# Basic Statistics and Data Analysis

## Time Series Analysis and Forecasting

A time series $\{Y_t\}$ or $\{y_1,y_2,\cdots,y_T\}$ is a discrete time, continuous state process where time $t=1,2,\cdots,=T$ are certain discrete time points spaced at uniform time intervals.

Usually time is taken at more or less equally spaced intervals such as hour, day, month, quarter or year. More specifically, it is set of data in which observations are arranged in a chronological order (A set of repeated observations of the same variable).

Time series are used in different fields of sciences such as statistics, signal processing, pattern recognition, econometrics, mathematical finance, weather forecasting, earthquake prediction, electroencephalography, control engineering, astronomy, and communications engineering among many other fields.

Time series analysis is the analysis of a series of data-points over time, allowing one to answer question such as what is the causal effect on a variable $Y$ of a change in variable $X$ over time? An important difference between time series and cross section data is that the ordering of cases does matter in time series.

Definition: A sequence of random variables indexed by time is called a stochastic process (stochastic means random) or time series for mere mortals. A data set is one possible outcome (realization) of the stochastic process. If history had been different, we would observe a different outcome, thus we can think of time series as the outcome of a random variable.

Rather than dealing with individuals as units, the unit of interest is time: the value of Y at time $t$ is $Y_t$. The unit of time can be anything from days to election years. The value of $Y_t$ in the previous period is called the first lag value: $Y_{t-1}$. The jth lag is denoted: $Y_{t-j}$. Similarly $Y_{t+1}$ is the value of $Y_t$ in the next period. So a simple bivariate regression equation for time series data looks like: $Y_t = \beta_0 + \beta X_t + u_t$

## Continuous Time Series

A time series is said to be continuous when observation are made continuously in time. The term continuous is used for series of this type even when the measured variable can only take a discrete set of values.

## Discrete Time Series

A time series is said to be discrete when observations are taken at specific time, usually equally spaced. The term discrete is used for series of this type even when the measured variable is continuous variable.

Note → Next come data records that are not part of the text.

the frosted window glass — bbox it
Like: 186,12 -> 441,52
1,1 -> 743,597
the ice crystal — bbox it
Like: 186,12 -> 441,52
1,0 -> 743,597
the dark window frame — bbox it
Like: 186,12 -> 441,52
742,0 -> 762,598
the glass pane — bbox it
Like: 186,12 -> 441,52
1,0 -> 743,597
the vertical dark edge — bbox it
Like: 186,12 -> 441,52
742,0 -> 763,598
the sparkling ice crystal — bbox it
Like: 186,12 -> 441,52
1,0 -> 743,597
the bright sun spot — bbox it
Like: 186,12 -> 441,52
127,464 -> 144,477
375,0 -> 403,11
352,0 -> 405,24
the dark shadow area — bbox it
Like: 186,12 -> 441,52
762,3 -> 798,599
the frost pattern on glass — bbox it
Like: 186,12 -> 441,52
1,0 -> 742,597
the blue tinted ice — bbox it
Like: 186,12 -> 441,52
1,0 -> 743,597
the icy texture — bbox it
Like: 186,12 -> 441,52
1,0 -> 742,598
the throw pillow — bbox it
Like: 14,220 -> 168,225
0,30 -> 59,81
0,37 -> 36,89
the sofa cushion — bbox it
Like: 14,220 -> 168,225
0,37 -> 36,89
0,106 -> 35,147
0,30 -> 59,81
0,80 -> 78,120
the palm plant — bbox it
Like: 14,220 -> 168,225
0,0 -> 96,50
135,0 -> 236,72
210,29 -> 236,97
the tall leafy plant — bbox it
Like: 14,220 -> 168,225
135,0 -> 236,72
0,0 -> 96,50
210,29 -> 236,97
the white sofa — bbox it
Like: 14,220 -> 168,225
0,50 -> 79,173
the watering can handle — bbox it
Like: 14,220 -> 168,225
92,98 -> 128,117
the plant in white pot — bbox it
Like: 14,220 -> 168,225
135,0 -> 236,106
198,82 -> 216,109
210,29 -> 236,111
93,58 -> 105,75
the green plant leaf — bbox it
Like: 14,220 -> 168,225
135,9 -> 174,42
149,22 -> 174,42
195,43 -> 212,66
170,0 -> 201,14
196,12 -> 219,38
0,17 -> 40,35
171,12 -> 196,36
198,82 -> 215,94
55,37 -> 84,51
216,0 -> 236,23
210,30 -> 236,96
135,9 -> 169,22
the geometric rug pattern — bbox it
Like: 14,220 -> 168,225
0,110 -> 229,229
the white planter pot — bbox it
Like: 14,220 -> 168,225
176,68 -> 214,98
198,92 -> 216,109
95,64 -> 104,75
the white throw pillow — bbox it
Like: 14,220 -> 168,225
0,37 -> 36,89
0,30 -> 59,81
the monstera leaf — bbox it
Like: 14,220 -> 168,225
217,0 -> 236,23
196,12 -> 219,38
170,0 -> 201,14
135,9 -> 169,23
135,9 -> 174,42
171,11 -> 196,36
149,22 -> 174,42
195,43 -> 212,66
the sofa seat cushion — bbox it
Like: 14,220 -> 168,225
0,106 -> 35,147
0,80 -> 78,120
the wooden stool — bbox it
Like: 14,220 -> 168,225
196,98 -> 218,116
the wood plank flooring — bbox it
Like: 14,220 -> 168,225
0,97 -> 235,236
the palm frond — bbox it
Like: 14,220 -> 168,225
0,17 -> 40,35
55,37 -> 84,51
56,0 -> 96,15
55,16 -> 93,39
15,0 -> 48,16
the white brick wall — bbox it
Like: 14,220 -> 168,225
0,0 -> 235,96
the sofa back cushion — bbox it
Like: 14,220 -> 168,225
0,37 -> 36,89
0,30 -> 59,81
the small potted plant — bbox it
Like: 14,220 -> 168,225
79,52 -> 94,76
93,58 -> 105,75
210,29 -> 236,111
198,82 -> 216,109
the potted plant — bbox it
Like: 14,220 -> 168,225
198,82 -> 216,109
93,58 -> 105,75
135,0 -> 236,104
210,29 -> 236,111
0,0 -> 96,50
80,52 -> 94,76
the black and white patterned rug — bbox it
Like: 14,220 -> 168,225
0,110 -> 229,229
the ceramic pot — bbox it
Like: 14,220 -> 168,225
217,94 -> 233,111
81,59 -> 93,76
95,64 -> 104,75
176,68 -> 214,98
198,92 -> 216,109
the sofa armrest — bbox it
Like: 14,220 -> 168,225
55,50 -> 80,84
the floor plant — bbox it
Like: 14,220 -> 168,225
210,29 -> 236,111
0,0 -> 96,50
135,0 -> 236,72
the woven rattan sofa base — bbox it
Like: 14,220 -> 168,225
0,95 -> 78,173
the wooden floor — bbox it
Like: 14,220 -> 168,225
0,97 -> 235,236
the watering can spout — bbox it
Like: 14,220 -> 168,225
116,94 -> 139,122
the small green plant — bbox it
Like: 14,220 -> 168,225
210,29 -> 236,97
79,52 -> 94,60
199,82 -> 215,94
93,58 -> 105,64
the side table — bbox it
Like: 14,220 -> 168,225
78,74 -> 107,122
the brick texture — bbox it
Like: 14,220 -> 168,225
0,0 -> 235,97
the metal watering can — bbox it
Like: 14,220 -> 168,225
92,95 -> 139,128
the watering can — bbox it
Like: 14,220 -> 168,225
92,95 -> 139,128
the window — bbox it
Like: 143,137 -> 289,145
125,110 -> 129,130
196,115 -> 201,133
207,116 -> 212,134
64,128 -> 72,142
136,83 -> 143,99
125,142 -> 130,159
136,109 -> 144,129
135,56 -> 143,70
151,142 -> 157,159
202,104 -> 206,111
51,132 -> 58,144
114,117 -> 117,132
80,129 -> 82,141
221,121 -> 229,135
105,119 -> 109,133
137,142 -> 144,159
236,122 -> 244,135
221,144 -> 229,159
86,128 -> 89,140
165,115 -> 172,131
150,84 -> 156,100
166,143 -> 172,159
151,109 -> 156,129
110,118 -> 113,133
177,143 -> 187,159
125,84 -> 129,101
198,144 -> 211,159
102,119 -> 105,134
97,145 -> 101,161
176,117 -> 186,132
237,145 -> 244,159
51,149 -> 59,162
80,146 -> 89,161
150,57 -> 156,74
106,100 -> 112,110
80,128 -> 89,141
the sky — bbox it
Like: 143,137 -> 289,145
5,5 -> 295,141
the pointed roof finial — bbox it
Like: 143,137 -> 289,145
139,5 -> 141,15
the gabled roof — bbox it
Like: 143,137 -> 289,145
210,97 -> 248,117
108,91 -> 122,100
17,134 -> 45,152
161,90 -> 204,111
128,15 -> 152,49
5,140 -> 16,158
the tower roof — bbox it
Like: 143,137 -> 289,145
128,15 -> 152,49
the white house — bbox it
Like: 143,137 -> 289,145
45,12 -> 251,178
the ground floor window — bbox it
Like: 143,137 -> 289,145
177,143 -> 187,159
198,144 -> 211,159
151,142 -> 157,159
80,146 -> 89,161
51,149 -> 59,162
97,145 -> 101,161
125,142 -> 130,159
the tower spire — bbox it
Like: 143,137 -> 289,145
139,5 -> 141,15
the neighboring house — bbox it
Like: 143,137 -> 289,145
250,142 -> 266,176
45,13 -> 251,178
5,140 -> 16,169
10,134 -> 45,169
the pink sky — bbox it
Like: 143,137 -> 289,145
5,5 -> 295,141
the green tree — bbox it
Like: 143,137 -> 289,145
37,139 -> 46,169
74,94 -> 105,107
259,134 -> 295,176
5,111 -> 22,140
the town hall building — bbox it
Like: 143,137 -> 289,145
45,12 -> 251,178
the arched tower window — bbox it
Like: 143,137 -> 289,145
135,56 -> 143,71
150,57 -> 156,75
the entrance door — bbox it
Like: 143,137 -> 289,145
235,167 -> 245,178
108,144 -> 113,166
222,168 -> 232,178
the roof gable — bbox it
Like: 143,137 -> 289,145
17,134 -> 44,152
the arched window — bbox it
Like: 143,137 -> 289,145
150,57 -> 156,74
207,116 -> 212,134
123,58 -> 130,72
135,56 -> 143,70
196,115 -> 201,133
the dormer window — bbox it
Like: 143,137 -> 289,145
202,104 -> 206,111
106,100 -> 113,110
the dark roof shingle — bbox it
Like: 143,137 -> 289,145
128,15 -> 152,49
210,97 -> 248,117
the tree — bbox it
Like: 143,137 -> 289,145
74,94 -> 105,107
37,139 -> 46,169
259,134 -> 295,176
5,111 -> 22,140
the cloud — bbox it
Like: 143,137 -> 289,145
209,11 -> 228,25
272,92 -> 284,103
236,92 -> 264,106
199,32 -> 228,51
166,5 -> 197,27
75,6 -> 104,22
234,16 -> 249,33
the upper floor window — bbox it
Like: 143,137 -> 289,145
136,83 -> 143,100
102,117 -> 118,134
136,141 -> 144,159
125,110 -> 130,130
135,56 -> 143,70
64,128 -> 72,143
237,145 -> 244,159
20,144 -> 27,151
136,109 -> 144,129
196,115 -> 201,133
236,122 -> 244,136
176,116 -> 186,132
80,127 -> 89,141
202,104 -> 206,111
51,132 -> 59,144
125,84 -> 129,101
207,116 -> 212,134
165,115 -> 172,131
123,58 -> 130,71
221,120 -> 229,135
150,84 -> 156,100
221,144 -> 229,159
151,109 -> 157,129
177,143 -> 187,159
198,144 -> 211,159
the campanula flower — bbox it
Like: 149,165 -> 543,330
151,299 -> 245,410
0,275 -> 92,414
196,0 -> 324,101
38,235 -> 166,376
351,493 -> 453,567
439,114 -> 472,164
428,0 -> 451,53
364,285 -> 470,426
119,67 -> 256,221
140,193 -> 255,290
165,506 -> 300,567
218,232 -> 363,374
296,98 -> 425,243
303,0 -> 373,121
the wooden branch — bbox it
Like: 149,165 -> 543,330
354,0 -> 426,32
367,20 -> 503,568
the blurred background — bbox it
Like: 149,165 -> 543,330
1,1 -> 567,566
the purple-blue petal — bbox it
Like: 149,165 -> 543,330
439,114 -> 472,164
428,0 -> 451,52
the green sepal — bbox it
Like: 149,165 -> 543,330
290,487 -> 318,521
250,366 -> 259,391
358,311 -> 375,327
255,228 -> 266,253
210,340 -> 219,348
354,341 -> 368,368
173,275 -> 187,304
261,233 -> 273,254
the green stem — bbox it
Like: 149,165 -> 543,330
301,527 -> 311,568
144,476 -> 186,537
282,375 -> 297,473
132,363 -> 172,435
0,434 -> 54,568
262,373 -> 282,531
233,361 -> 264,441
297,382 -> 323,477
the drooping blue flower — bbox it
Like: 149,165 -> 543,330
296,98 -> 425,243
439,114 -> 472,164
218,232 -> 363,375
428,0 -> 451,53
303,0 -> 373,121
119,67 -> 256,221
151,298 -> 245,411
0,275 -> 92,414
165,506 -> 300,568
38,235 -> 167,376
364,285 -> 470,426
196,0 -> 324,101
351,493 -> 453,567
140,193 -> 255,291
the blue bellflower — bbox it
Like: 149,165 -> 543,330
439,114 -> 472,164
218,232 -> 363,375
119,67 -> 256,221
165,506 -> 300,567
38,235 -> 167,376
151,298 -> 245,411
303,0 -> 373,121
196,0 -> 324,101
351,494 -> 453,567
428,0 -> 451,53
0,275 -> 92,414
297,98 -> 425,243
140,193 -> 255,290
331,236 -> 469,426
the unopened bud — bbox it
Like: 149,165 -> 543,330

Most of Macroeconomic and finance data comes in form of time series. GNP or Stock Return is example fo time series data.

We can write a series as $\{x_1,x_2,x_3,\cdots,x_T\}$ or $\{x_t\}$, where $t=1,2,3,\cdots,T$. $x_t$ is treated as random variable.

Time series analysis refers to the branch of statistics where observations are collected sequentially in time, usually but not necessarily at equal spaced time points. The arcane difference between time series and other variable is use of subscript.

Time series analysis comprises methods for analyzing time series data in order to extract some useful (meaningful) statistics and other characteristics of the data, while Time series forecasting is the use of a model to predict future values based on previously observed values.

Given an observed time series, the first step in analyzing a time series is to plot the given series on a graph taking time intervals (t) along X-axis (as independent variable) and the observed value ($Y_t$) on Y-axis (as dependent variable). Such a graph will show various types of fluctuations and other point of interest.

Note

• $Y_t$ is treated as random variable. If $Y_t$ is generated by some model (Regression model for time series i.e. $Y_t=x_t\beta +\varepsilon_t$, $E(\varepsilon_t|x_t)=0$, then ordinary least square (OLS) provides a consistent estimates of $\beta$.
• Time series interchangeably used for sample $\{x_t\}$ and probability model. A possible probability model for the joint distribution of a time series $\{x_t\}$ is $x_t=\varepsilon_t$, $\varepsilon_t\sim iid N(0,\sigma_\varepsilon^2)$
• Time series are typically not iid (Independent Identically Distributed) e.g. If GNP today is unusually high, GNP tomorrow will also likely to be unusually high.